Eco vs. Tabucchi

Los paisajes invisibles
Antonio Tabucchi
Antonio Tabucchi

@IvanRiosGascon

En el artículo “El primer deber de los intelectuales: permanecer callados cuando no sirven para nada” (L’Espresso, 24 de abril de 1997), Umberto Eco anotó dos ideas que agitaron a la opinión pública. La primera (una ironía) planteaba una imagen elemental: si a un intelectual se le quema la casa no tiene más remedio que llamar a los bomberos, y la segunda (una parodia) esbozaba la caricatura del avestruz: cuando un intelectual se enfrente al impermeable pellejo de un alcalde reaccionario, le queda una sola opción: sacrificar su tiempo en la redacción de manuales ad usum, para educar cívica, ética y moralmente (porque ética y moral no son siempre lo mismo) a los nietos y herederos de ese alcalde.

El punto de vista de Umberto Eco provocó un tsunami de gritos y diatribas. Antonio Tabucchi le respondió desde su espacio crítico en la revista Micromega (mayo de 1997), con otro artículo titulado “Una cerilla de Minerva” (en sarcástica alusión a la columna de Eco, de nombre “El paquete de Minerva”, pues si el autor de Obra abierta utilizó ese epíteto en honor de la diosa de la inteligencia, Tabucchi recompuso el sentido del pomposo nombre insinuando a la otra Minerva, la de la marca de cerillos italiana).

Tabucchi se extendió más allá de la somera discusión más políticamente correcta que controvertida, y a los supuestos que apuntan que el deber de los intelectuales consiste, básicamente, en quedarse callados cuando no sirvan para nada (qué son, si no, esas sentencias del llamado a los bomberos y la dócil resolución de que lo único que resta por hacer es “educar” a los poderosos del futuro, conclusión que haría palidecer a un tal Marcello, el antihéroe de la novela El conformista, de Alberto Moravia), las indagaciones e indignaciones de Tabucchi se convirtieron en un breve ensayo, La gastritis de Platón, donde incluyó un elocuente epistolario con Adriano Sofri, uno de los condenados más ilustres de las truculencias del sistema político italiano: líder de Lotta Continua, organización de izquierda que tuvo su auge en los años setenta, tras un laberíntico y tramposo proceso penal, le imputaron el asesinato de un comisario de policía y, junto con otros dos ex líderes de Lotta Continua, en 1997 Adriano Sofri fue sentenciado a 22 años de prisión.

La gastritis de Platón gira en torno de aquellas obsesiones que Antonio Gramsci apuntaría en La formación de los intelectuales, libro que aconseja que todos los hombres requieren instrucción, ya que aun en el oficio más humilde, el intelecto es lo que forja una conciencia en sí y para sí, y también medita en la obra de Pasolini, Giacomo Leopardi, Ludwig Wittgenstein, y en las certezas de Maurice Blanchot sobre los derechos y obligaciones e, incluso, las torpezas pasionales del intelectual, cuando éste se adhiere a una corriente ideológica específica, todo hecho un viaje vertical a la nostalgia: la nostalgia de la crítica y la reflexión, el suspiro por esa antigua fuerza y virtud sagrada, el conocimiento, que Pasolini ponderó en Yo sé: “un escritor que se esfuerza en conocer todo lo que escribe, en imaginar todo lo que no se sabe o se calla, que coordina hechos lejanos, que reúne las piezas desorganizadas y fragmentarias de un coherente cuadro político, que restablece la lógica allá donde parecen reinar la arbitrariedad, la locura y el misterio”.

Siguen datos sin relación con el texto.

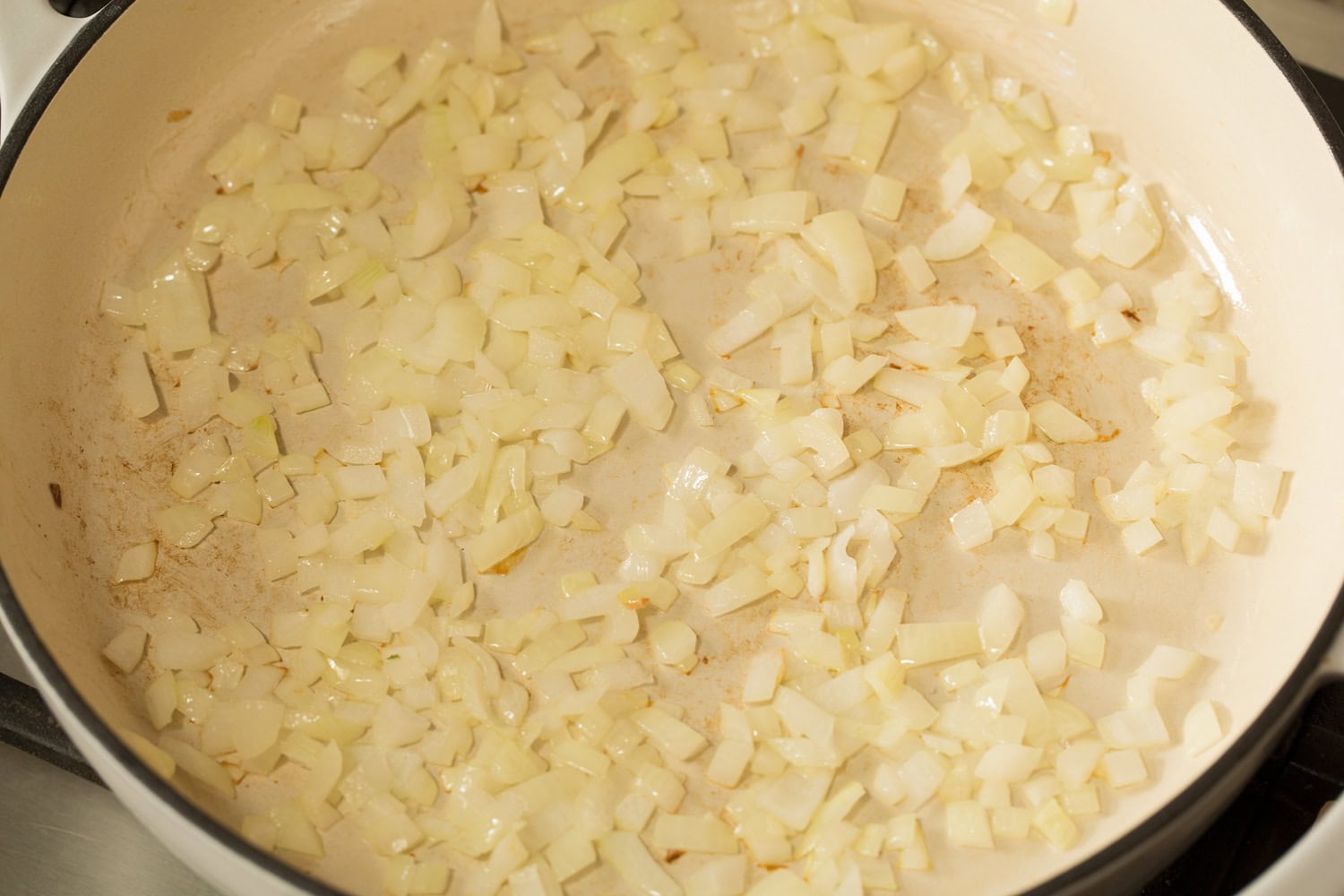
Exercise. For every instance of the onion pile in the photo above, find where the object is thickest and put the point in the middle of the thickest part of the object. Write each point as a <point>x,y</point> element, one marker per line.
<point>527,755</point>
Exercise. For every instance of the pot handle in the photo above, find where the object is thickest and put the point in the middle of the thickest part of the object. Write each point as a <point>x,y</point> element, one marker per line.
<point>31,39</point>
<point>1333,662</point>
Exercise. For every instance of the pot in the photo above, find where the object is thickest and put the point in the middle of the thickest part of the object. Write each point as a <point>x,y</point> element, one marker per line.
<point>102,150</point>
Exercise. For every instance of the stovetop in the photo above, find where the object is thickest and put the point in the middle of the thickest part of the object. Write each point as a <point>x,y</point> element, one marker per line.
<point>62,833</point>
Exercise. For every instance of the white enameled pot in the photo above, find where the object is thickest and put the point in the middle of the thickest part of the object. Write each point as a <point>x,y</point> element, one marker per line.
<point>97,159</point>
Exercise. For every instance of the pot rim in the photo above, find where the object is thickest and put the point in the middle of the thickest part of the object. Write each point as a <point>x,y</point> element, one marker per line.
<point>1245,748</point>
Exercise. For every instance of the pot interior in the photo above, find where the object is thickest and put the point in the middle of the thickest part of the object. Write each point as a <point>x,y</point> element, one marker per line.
<point>109,177</point>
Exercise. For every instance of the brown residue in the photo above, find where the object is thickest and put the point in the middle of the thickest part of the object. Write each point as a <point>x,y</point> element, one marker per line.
<point>507,564</point>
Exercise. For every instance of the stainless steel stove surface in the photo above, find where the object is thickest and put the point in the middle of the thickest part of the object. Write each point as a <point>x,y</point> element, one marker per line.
<point>64,834</point>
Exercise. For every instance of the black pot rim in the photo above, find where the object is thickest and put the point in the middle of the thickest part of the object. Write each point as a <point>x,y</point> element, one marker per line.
<point>1244,750</point>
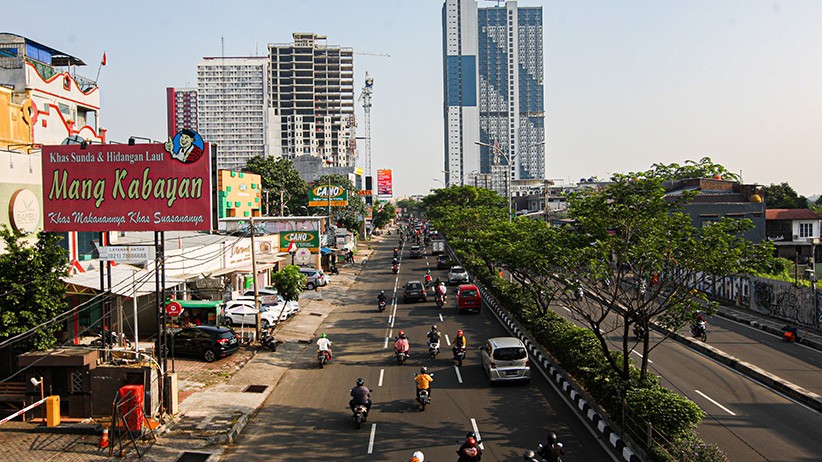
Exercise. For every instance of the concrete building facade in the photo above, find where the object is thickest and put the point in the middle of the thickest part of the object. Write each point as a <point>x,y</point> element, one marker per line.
<point>493,87</point>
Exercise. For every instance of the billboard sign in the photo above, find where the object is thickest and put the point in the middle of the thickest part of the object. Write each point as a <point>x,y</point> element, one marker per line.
<point>302,239</point>
<point>319,196</point>
<point>120,187</point>
<point>385,183</point>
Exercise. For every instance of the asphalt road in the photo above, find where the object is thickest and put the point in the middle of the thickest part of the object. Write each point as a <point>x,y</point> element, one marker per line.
<point>747,420</point>
<point>307,417</point>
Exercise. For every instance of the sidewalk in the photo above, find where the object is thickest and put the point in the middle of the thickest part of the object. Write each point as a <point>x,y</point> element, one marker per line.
<point>215,416</point>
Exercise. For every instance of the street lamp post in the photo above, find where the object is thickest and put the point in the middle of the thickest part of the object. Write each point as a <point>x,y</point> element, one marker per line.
<point>508,161</point>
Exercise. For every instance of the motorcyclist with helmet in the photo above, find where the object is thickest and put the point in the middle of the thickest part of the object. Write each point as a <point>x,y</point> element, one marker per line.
<point>401,345</point>
<point>323,344</point>
<point>360,394</point>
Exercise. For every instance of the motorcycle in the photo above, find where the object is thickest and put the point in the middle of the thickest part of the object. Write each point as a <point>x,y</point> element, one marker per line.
<point>700,330</point>
<point>459,356</point>
<point>360,414</point>
<point>323,356</point>
<point>433,349</point>
<point>423,399</point>
<point>268,341</point>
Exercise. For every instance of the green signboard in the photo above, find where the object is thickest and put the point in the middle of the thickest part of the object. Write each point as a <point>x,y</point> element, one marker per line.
<point>319,196</point>
<point>307,239</point>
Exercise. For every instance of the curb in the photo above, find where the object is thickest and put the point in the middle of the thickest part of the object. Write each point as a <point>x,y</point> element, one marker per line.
<point>564,383</point>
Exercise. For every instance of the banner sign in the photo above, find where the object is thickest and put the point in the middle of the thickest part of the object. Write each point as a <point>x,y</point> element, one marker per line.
<point>319,196</point>
<point>120,187</point>
<point>385,183</point>
<point>302,239</point>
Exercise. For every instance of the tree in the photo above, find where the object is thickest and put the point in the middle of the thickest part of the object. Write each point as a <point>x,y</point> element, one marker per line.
<point>279,175</point>
<point>33,292</point>
<point>351,215</point>
<point>289,282</point>
<point>783,196</point>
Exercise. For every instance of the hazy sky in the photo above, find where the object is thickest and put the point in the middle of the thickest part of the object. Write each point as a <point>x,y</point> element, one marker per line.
<point>627,83</point>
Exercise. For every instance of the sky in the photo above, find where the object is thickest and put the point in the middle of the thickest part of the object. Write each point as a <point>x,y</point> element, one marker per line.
<point>628,83</point>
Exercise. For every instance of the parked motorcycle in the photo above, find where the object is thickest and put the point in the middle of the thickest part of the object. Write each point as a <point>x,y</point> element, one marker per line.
<point>268,341</point>
<point>360,415</point>
<point>433,349</point>
<point>323,357</point>
<point>700,331</point>
<point>459,356</point>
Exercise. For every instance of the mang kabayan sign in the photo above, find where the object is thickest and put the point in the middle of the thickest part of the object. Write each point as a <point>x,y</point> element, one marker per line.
<point>319,196</point>
<point>117,187</point>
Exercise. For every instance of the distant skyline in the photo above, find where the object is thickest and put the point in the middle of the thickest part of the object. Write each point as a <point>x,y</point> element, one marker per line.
<point>627,84</point>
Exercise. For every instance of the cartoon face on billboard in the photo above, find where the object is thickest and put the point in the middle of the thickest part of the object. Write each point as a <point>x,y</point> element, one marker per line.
<point>186,146</point>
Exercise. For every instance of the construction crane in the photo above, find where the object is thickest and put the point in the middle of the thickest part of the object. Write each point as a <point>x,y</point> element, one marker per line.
<point>365,96</point>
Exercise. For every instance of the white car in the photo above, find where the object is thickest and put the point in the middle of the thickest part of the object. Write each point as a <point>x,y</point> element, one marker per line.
<point>244,313</point>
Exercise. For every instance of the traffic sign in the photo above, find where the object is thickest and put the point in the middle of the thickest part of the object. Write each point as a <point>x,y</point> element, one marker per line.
<point>174,309</point>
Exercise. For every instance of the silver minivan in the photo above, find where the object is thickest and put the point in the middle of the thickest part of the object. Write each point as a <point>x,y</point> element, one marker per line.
<point>505,358</point>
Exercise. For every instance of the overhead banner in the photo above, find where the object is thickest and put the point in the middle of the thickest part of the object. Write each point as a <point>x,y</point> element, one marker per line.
<point>120,187</point>
<point>302,239</point>
<point>319,196</point>
<point>385,183</point>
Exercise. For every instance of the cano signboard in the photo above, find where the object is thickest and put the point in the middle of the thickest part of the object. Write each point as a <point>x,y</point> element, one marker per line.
<point>117,187</point>
<point>319,196</point>
<point>302,239</point>
<point>385,183</point>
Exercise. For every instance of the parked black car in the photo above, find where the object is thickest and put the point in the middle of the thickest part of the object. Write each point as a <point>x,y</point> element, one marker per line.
<point>207,342</point>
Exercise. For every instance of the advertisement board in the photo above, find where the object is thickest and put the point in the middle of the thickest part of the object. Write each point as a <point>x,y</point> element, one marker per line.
<point>120,187</point>
<point>318,196</point>
<point>302,239</point>
<point>385,183</point>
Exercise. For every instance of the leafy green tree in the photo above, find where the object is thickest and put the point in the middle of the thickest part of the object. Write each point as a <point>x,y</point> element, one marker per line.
<point>289,282</point>
<point>705,168</point>
<point>350,216</point>
<point>279,175</point>
<point>33,293</point>
<point>381,216</point>
<point>783,196</point>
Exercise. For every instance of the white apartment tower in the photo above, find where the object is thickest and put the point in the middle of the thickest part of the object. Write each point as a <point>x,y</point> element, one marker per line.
<point>232,108</point>
<point>311,88</point>
<point>493,88</point>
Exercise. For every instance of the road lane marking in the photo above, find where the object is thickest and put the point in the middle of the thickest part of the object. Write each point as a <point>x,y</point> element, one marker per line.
<point>720,406</point>
<point>476,432</point>
<point>640,355</point>
<point>371,440</point>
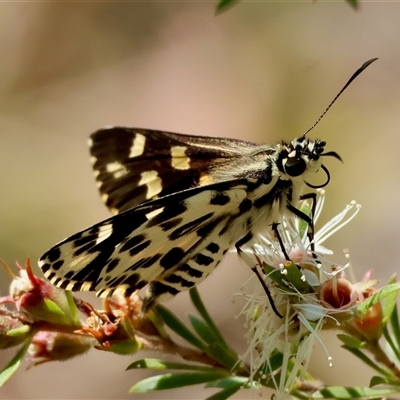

Si se tratara de elegir entre las propuestas de Eco y de Tabucchi, me quedo con las del segundo. El intelectual es como un vigía que desde su torre, intenta descubrir las porciones de tierra firme en medio de un océano sin límites probables. El intelectual que no oculta la cabeza ante la barbarie que contemplamos día con día sin reparar, tan solo, en la naturaleza de la tiranía y la intolerancia pues si se te quema la casa no hay que llamar a los bomberos. Deja que se caiga y construye otra. Tal vez eso parezca un anhelo utópico, pero también es una forma más coherente de abordar la realidad.